Now, in fact, our job is to
identify the values of 𝑎, 𝑏, and 𝑐. And we can quite quickly determine
the value of 𝑏. The function of the form 𝑎𝑥
squared plus 𝑐, or indeed 𝑘𝑥 squared plus 𝑐, has a line of symmetry 𝑥 equals
zero; it’s symmetrical about the 𝑦-axis. We see our graph is indeed
symmetrical about the 𝑦-axis, so we can deduce that the value of 𝑏 must be equal
to zero. And so, our function is of the form
𝑓 of 𝑥 equals 𝑎𝑥 squared plus 𝑐.
And next, we can use information
about its 𝑦-intercept to work out the value of 𝑐. Given a function of the form 𝑓 of
𝑥 equals 𝑎𝑥 squared plus 𝑐, its 𝑦-intercept is zero, 𝑐. Now, our 𝑦-intercept is zero,
two. It passes through the 𝑦-axis at
two. And so, 𝑐 must be equal to two,
meaning we can write our function as 𝑓 of 𝑥 equals 𝑎𝑥 squared plus two.

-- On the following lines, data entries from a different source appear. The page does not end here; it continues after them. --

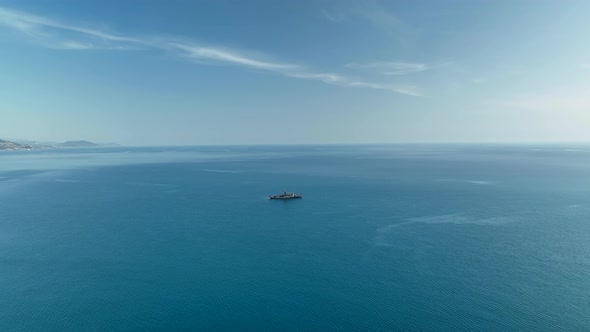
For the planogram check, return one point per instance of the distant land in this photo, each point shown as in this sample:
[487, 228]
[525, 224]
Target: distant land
[78, 144]
[6, 145]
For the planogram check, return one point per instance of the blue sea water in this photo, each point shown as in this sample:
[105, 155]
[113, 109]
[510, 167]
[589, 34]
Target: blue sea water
[386, 238]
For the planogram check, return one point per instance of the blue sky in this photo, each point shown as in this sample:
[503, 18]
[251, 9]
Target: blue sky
[256, 72]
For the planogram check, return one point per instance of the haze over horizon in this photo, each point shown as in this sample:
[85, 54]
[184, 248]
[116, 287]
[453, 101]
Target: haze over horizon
[264, 72]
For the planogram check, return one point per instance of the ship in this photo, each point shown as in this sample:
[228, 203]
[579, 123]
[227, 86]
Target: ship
[285, 195]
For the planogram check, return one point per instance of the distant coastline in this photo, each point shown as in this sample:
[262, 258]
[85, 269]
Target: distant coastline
[15, 145]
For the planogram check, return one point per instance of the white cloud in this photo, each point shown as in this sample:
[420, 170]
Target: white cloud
[54, 34]
[391, 68]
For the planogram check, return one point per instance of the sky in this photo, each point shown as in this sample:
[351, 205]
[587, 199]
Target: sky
[295, 72]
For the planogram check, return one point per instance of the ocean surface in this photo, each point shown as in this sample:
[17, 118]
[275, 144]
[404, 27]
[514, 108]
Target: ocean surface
[386, 238]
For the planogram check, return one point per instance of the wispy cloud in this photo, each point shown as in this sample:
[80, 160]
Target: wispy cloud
[391, 68]
[332, 16]
[55, 34]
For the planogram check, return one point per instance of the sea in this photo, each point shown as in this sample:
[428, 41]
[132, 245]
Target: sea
[386, 238]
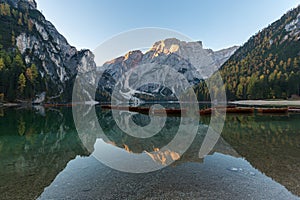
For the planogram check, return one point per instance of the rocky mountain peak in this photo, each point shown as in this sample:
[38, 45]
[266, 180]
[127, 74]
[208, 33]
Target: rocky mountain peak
[30, 4]
[174, 45]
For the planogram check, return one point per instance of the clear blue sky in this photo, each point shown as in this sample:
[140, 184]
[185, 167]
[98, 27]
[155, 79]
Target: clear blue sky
[218, 23]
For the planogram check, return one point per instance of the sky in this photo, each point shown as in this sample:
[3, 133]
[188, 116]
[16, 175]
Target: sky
[217, 23]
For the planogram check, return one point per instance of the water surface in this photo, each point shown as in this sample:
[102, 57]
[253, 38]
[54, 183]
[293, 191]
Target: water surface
[42, 156]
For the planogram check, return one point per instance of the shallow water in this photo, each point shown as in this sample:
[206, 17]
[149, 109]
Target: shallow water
[42, 155]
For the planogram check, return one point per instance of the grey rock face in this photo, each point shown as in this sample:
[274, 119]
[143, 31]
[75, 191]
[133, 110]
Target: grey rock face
[58, 62]
[186, 58]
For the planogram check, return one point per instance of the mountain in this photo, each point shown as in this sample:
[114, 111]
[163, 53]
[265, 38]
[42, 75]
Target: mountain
[267, 65]
[34, 57]
[187, 58]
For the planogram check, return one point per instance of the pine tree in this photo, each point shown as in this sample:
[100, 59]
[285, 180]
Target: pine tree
[22, 83]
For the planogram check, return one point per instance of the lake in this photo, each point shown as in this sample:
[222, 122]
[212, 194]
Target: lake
[43, 156]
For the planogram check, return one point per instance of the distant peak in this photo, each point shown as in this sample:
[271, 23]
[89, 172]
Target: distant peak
[31, 4]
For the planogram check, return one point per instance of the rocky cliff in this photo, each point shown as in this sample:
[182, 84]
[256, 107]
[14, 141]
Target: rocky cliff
[39, 43]
[189, 59]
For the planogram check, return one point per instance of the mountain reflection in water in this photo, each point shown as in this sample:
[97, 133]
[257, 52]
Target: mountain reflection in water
[35, 147]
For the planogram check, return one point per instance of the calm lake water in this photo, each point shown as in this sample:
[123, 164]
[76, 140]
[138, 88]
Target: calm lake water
[43, 156]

But how do we find the value of
𝑎? Well, we can choose a point that
lies on the given curve and substitute the 𝑥- and 𝑦-values of this coordinate into
the function. Let’s choose the point with
coordinates two, negative two. As an ordered pair, this is 𝑥, 𝑦
or 𝑥, 𝑓 of 𝑥. And so, 𝑓 of 𝑥 equals 𝑎𝑥
squared plus two becomes negative two equals 𝑎 times two squared plus two. Two squared is four. So, the equation becomes negative
two equals four 𝑎 plus two. Then subtracting two from both
sides of this equation, we get negative four equals four 𝑎. And then we divide through by four,
giving us 𝑎 is equal to negative one.
And so, we could write our function
as 𝑓 of 𝑥 equals negative one 𝑥 squared plus two, or we could write it as 𝑦
equals negative 𝑥 squared plus two. And in fact, since the parabola in
our diagram is n shaped, we were expecting the coefficient of 𝑥 squared to be
negative. The equation of the curve is 𝑦
equals negative 𝑥 squared plus two.